Escondiste tu rostro, fui turbado.
Salmo 30:7
Este salmo contiene las palabras de David reconociendo a Dios. Lo alaba por su ayuda al rescatarlo de una situación de muerte (v.1-3). David reflexiona también en su pasado percatándose de cuál había sido su debilidad. Cuenta que en un momento llegó a pensar que él era autosuficiente. Sentía que tenía poder para afrontar sus circunstancias; control y recursos para gobernar su vida y la de otros (v.6).
Sin embargo, y como nos ocurre a todos en algún momento de nuestro camino, se enfrenta a una situación en la que choca con su debilidad. Se siente perdido, turbado y es ahí que se plantea que Dios había dejado de estar presente (v.7), como resultado de su autoengaño al verse poderoso.

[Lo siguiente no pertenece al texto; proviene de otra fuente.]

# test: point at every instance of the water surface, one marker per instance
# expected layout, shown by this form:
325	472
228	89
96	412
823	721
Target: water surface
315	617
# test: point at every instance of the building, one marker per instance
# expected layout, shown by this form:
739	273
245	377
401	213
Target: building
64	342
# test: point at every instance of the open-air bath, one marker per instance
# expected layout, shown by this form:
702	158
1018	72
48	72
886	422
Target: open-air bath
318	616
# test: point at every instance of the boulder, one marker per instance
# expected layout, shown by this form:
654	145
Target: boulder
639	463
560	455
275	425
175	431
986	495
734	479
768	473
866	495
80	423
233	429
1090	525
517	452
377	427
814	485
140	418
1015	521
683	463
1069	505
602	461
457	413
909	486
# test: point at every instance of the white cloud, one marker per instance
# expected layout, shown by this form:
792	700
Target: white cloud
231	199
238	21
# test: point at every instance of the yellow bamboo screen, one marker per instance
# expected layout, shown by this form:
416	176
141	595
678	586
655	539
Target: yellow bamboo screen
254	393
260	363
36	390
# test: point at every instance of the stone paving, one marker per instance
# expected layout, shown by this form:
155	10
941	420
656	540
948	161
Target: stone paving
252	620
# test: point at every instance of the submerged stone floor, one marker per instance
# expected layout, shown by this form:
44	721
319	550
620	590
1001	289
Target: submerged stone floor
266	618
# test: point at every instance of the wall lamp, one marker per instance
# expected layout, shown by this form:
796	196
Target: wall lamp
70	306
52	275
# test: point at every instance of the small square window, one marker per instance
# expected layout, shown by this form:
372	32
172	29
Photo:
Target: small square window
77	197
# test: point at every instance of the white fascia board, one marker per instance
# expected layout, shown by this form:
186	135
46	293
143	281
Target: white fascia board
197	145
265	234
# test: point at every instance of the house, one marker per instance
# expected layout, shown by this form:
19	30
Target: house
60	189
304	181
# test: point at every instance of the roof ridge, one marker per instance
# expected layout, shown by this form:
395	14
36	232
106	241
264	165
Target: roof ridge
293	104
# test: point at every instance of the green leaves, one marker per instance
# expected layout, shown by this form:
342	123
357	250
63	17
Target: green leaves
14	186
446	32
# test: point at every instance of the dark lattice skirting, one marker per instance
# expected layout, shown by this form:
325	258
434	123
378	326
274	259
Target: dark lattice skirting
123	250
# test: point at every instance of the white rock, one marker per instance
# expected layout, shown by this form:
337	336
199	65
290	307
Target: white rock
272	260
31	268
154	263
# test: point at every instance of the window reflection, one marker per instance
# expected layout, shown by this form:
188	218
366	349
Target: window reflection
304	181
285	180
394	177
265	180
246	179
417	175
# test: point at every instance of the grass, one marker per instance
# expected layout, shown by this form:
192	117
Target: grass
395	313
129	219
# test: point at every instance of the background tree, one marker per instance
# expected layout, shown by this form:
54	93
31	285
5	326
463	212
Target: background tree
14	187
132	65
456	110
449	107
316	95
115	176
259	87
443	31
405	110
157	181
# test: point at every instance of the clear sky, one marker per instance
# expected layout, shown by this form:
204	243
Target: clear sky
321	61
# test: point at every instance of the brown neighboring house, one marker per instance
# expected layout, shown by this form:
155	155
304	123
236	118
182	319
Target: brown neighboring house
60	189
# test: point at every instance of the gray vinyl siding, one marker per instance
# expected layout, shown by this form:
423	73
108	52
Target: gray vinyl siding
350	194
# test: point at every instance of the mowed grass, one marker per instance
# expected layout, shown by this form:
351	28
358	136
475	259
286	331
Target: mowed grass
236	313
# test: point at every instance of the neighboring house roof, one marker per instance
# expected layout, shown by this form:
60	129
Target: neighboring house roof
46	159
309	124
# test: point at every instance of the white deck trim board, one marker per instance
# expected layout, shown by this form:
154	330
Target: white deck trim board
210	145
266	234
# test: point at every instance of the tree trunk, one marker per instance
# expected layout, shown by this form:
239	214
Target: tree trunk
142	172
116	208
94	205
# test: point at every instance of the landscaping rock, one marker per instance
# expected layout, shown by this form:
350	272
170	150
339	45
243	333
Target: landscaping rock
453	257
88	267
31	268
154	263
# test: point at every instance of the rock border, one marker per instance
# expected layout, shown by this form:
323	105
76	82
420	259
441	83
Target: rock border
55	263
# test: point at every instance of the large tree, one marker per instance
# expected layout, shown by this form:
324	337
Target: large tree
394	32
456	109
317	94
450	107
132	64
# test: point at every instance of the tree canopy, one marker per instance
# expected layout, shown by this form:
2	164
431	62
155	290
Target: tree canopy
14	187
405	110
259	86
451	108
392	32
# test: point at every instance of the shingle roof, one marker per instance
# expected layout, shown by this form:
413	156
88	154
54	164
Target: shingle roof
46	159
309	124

Todo ello le sirve a David para reconsiderar la dirección de su vida. Él toma conciencia de que existe no con el fin de reconocerse a sí mismo sino a Dios. Es entonces que hace la petición: ayúdame para alabarte, porque en la muerte no podré hacerlo (v.8-9). David admite que la vida tendrá que ser vivida en los términos de Dios y no en los que él establezca. Su existencia tiene un lugar fuera de sí mismo.
También Cristo, Dios hecho hombre, vivió entre nosotros para dar gloria a su padre (Juan 17:1-5). Pero él incluso lo hizo en su muerte y resurrección. David se preguntaba: “¿Qué provecho hay en mi muerte cuando descienda a la sepultura? ¿Te alabará el polvo? ¿Anunciará tu verdad?” (v.9). Su respuesta es que, ciertamente el polvo no le alabará, porque Cristo no llegó a ser polvo, pero sí le alabó en su muerte y resurrección, y anunció su verdad a través de ella.
En cuanto a nosotros, se nos ofrece la misma posibilidad. Lo que Cristo hizo en la cruz fue hacer lo posible para que Dios sea reconocido en nosotros (Jn 9:3). Somos su proyecto, ¿aceptamos recibir este regalo? ¿Nos ponemos a su disposición?